U.S.-based non-governmental organization Freedom House has reduced Turkey’s status from “partly free” to “not free” in its latest annual report.
The “Freedom in the World” 2018 report, published on Jan. 16, ruled that Turkey’s “political rights rating” had declined from 4 to 5 and its “civil liberties rating” had declined from 5 to 6.
Specifically referring to the “deeply flawed” April 2017 referendum on shifting to an executive presidential system, the report also blasted the mass dismissals of state employees, “the mass replacement of elected mayors with government appointees, arbitrary prosecutions of rights activists and other perceived enemies of the state.”
Criticizing the developments since the July 2016 coup attempt and the ongoing state of emergency rule, Freedom House noted that “using emergency powers and vaguely worded terrorism laws, the authorities had suspended or dismissed more than 110,000 people from public-sector positions and arrested more than 60,000 others by year’s end.”
“Since the attempted coup, at least 1,500 civil society organizations have been summarily closed and their property confiscated,” read Freedom House’s latest report.
“The prosecution of journalists and closure of media outlets continues.
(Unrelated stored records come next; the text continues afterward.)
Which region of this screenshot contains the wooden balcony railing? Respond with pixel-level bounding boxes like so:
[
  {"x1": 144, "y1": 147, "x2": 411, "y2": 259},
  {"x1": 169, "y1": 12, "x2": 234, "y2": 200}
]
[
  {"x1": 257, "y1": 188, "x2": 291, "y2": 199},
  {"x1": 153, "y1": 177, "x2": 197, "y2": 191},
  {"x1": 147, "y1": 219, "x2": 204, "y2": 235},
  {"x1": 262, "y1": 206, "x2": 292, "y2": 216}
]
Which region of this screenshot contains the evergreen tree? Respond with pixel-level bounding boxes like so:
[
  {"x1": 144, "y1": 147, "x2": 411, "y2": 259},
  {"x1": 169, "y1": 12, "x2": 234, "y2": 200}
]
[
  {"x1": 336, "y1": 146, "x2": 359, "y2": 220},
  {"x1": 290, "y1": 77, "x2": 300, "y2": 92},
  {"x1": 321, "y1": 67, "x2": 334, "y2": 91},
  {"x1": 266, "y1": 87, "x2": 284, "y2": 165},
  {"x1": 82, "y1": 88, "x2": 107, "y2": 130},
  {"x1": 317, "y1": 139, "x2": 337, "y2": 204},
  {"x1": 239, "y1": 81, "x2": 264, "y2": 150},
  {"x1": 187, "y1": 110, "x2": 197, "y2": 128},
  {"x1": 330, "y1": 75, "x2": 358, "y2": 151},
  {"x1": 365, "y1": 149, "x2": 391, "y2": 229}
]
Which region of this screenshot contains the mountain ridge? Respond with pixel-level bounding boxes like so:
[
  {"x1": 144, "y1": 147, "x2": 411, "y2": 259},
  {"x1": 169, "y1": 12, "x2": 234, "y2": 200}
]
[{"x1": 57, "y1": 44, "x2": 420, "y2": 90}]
Arrests based on messages shared via social media are common, leading to widespread self-censorship and a general chilling effect on political discourse,” it added, also highlighting the arrest of Osman Kavala, describing him as “perhaps Turkey’s most prominent civil society leader.”
Businessman and philanthropist Kavala was detained in October and is still in jail on charges of “attempting to overthrow the constitutional order.”